Under the TFR approach, after the utility files an initial application under the Federal Power Act (“FPA”) Section 205, the Commission approves a formula for the utility to calculate its costs of service and derive its rates, and in subsequent years, the utility uses the approved formula and updated input data to calculate its new rates each year. The utility submits its annual updates and supporting documentation to the Commission on an informational basis only, and shares the updates with interested parties, who can review, verify, and challenge the inputs used in the calculations pursuant to approved protocols. In contrast, under the stated rates approach, the utility must file an application under FPA Section 205 each time it seeks to change its rates.
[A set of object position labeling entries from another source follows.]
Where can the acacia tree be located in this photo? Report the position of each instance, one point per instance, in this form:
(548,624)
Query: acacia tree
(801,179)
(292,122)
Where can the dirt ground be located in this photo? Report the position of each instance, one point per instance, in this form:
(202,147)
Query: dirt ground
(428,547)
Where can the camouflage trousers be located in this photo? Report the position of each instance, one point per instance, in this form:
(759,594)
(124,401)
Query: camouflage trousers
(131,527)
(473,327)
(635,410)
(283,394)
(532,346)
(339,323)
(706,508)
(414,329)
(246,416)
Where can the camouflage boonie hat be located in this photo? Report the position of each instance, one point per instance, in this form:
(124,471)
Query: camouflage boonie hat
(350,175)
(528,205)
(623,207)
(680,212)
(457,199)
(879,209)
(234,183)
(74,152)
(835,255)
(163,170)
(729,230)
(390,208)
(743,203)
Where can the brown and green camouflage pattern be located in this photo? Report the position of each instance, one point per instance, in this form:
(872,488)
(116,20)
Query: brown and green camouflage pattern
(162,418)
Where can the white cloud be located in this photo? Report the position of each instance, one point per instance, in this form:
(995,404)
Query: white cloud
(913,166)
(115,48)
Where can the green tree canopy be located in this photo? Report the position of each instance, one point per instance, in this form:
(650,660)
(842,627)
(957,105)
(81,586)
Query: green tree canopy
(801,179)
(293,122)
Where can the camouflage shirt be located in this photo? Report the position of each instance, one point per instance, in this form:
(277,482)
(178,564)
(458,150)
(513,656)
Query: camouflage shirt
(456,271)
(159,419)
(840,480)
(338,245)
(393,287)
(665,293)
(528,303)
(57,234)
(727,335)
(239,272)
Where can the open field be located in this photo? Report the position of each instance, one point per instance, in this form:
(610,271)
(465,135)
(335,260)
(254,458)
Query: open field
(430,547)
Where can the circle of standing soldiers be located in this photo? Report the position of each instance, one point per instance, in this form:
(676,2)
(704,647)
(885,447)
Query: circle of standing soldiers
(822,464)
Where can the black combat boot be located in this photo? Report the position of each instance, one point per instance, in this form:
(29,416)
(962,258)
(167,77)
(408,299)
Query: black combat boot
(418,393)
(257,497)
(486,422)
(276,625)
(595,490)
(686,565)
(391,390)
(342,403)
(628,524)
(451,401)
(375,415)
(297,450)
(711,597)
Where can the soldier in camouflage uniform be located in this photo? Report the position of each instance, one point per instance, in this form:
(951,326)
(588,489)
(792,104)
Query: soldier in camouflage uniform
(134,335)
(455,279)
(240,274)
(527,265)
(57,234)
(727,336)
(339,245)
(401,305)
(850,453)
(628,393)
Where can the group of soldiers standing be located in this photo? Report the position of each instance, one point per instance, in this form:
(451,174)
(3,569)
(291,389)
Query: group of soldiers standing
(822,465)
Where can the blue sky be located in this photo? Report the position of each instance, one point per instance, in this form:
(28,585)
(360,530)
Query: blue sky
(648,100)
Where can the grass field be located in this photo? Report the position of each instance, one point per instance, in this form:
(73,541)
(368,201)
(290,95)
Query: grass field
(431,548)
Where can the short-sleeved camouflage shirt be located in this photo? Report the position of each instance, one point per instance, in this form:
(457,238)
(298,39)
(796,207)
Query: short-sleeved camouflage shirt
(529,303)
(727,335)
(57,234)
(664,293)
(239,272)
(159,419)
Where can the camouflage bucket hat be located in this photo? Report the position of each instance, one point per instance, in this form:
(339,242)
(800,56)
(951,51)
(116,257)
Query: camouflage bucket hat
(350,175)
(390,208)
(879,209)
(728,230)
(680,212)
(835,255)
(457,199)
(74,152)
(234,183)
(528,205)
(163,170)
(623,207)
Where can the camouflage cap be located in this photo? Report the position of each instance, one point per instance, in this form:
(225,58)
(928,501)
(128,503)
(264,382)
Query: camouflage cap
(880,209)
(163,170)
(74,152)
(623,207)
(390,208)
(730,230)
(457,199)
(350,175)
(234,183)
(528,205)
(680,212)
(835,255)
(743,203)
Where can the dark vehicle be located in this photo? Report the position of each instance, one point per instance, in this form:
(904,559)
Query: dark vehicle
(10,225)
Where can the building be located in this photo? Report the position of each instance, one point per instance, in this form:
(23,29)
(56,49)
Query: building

TFR use has become widespread across electric utilities under Commission jurisdiction, with recent estimates (as of November 2019) reporting approximately 106 utilities using TFRs, compared to only 31 utilities using transmission stated rates.1 Based on LEI’s analysis, transmission owners using TFRs have service territories encompassing every state in the continental United States.2
TFRs gained traction because of their characteristics that advance multiple ratemaking objectives and balance the interests of customers, regulators, transmission owners, and other stakeholders.
1 FERC. Order No. 864. November 21, 2019. P. 68-69. These numbers reflect only entities that are under Commission jurisdiction. Non-jurisdictional entities, such as many cooperatives and municipal power providers, are not included in these figures.
2 Drawn from various sources, including tariffs filed with the Commission, utility service maps, and state regulators.